Figure 4 Root Definitions of Relevant Systems
The system is defined through a Transformation carried out by people who are the Actors within it; it affects beneficially or adversely other people who are its Customers and there is some agency with power of existence over it who is its Owner; it has to exist within outside constraints forming its Environment and the whole activity of system definition takes place within an ethos or Weltanschauung that affects our views of it.

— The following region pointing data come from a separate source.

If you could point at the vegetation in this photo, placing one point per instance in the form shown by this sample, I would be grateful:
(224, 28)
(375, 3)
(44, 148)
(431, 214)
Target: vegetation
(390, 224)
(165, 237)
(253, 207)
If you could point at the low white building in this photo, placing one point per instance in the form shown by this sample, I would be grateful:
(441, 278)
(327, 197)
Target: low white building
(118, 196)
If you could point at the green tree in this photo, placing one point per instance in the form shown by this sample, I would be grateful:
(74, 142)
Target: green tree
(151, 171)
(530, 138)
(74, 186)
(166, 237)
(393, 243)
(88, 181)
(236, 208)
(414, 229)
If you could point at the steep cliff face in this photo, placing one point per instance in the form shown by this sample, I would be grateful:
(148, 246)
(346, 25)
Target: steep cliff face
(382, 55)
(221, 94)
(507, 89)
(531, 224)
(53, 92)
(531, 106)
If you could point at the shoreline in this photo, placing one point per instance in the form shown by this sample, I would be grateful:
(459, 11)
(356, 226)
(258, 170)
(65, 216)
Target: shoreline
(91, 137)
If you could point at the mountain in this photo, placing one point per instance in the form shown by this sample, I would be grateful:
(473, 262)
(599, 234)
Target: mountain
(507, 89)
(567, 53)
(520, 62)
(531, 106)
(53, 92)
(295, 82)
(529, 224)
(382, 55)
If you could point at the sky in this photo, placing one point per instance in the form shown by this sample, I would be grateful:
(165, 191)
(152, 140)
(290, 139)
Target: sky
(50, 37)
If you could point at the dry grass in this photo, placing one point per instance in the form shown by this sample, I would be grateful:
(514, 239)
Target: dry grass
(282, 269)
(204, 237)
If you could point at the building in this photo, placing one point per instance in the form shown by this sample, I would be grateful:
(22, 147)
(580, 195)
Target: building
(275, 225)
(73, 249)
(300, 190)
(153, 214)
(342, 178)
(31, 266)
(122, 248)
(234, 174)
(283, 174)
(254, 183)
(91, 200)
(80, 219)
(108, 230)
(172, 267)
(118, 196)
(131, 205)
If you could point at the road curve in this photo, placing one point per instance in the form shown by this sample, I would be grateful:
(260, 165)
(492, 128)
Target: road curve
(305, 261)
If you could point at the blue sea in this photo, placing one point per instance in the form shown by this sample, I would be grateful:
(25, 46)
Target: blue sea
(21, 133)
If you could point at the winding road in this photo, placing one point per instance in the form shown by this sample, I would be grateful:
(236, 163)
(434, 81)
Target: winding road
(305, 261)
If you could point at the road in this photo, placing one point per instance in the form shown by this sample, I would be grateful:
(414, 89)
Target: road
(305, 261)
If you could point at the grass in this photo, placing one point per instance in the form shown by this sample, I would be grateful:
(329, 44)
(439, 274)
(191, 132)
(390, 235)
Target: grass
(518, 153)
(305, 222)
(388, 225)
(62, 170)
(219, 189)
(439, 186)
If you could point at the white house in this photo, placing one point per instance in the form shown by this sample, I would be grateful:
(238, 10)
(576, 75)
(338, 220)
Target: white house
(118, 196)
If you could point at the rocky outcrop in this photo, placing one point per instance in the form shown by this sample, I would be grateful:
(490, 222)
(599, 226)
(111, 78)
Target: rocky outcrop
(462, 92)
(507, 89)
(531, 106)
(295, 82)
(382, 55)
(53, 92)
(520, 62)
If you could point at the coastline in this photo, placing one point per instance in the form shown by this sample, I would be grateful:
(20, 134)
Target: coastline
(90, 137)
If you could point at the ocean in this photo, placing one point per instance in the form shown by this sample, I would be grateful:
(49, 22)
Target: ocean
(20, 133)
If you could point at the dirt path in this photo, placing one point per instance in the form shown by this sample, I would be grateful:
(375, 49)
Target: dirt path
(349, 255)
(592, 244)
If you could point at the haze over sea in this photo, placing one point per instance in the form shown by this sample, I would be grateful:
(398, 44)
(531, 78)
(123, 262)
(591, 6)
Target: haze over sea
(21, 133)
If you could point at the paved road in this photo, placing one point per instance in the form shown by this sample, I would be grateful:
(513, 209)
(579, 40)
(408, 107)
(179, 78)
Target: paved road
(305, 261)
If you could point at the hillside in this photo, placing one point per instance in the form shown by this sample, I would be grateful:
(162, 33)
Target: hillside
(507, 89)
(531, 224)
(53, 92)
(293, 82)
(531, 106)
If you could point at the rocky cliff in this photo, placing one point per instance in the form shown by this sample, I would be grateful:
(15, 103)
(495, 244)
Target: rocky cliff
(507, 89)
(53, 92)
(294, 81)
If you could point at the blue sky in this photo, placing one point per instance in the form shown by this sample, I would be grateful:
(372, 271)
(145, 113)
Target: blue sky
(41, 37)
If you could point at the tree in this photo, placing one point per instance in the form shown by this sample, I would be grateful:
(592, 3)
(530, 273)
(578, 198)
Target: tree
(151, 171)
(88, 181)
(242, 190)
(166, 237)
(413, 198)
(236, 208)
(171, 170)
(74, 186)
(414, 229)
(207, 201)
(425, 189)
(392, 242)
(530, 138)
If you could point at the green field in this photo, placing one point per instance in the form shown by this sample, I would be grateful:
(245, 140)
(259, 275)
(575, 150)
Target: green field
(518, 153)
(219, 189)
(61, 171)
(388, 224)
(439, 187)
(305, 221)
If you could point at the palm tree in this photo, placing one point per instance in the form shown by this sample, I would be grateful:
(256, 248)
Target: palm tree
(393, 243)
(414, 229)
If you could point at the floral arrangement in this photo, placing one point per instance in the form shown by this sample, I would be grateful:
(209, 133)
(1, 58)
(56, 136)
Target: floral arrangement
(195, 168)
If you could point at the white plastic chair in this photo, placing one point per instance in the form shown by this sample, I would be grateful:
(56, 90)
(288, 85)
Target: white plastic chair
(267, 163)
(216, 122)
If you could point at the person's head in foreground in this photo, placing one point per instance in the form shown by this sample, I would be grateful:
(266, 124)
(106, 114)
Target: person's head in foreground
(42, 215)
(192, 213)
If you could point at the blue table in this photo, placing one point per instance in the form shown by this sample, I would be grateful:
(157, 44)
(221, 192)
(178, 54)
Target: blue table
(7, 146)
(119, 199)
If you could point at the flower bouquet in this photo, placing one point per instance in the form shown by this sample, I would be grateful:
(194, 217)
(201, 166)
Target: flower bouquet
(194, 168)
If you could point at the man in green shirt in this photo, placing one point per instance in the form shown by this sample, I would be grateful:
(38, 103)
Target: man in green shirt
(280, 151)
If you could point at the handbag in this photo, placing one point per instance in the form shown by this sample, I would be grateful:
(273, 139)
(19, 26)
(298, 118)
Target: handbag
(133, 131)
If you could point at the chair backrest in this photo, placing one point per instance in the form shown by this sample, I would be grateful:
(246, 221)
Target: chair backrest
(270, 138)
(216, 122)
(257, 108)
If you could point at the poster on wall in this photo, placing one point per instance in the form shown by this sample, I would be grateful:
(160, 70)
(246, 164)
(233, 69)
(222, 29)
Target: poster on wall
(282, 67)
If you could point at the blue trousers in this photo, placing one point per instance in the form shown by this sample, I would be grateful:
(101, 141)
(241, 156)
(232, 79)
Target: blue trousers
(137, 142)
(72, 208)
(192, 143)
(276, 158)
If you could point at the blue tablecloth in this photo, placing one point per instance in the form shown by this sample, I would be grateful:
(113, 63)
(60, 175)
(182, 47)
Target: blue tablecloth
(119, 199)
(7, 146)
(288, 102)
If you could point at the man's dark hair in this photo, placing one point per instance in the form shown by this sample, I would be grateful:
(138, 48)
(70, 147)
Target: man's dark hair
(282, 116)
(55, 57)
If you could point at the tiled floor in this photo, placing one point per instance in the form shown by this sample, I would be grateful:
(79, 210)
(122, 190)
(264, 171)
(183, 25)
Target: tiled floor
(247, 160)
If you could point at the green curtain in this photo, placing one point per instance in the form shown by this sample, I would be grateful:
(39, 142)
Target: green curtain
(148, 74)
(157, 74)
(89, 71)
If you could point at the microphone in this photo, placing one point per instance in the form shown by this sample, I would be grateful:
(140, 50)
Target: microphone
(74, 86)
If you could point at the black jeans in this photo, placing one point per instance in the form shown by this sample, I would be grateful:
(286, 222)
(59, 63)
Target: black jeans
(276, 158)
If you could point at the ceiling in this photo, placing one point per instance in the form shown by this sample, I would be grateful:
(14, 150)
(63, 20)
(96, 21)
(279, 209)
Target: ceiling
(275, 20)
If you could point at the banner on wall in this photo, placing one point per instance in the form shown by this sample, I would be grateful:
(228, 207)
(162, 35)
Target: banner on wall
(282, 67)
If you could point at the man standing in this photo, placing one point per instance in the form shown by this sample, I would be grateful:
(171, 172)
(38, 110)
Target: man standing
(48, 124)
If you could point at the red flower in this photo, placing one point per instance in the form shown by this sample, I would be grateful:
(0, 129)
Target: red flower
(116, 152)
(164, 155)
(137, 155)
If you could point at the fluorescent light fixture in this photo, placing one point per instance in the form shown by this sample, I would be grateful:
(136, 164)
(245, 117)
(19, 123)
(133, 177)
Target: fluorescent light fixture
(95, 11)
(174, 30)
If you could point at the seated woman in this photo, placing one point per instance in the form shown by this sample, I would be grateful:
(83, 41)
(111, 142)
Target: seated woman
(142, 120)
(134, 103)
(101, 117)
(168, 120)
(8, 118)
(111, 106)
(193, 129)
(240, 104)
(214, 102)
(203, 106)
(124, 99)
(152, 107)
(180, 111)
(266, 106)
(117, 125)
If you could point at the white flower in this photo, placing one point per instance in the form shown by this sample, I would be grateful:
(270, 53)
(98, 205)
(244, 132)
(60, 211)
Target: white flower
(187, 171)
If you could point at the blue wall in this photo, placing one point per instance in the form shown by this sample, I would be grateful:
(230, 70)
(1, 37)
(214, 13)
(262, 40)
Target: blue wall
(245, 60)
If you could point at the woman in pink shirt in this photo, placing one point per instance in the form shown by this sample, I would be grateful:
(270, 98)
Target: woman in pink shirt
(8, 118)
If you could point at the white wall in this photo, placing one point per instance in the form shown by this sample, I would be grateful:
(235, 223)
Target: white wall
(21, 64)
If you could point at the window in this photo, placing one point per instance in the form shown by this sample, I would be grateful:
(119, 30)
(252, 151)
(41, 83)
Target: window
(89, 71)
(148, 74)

The distinction of agency, that we introduced as distinction makers accounting for Popper's World 2, is central to Checkland's analysis. It is combined with the distinction of necessity to generate further distinctions between those agents responsible for the system transformation, those only affected by it, and those with power of existence over it. These refine the notion of agency and structure the problem. The environment is defined as a higher necessity above that of the owner and the Weltanschauung as one still higher encompassing the problem analysis itself.
It has become fashionable to note that GST is concerned with systems thinking and that the notion of a general theory of systems is not a feasible one. It is possible to regard the concepts discussed in this paper as leading to a mode of thinking and the systems analyses of Pask and Checkland so how powerful a tool this can be. Commencing with the basic notion of a distinction, postulating that there is an entity distinguished, a system, leads to the new categories of scientific thinking for which Bertalanffy called. However, we suspect that there is sufficient richness and coherence in the developments described, and the capability to encompass such a variety of natural and man-made phenomena, that it will be possible to build a GST that justifies the name. We hope this paper will interest others in joining us in the attempt.
Financial assistance for this work has been made available by the Natural Sciences and Engineering Research Council of Canada.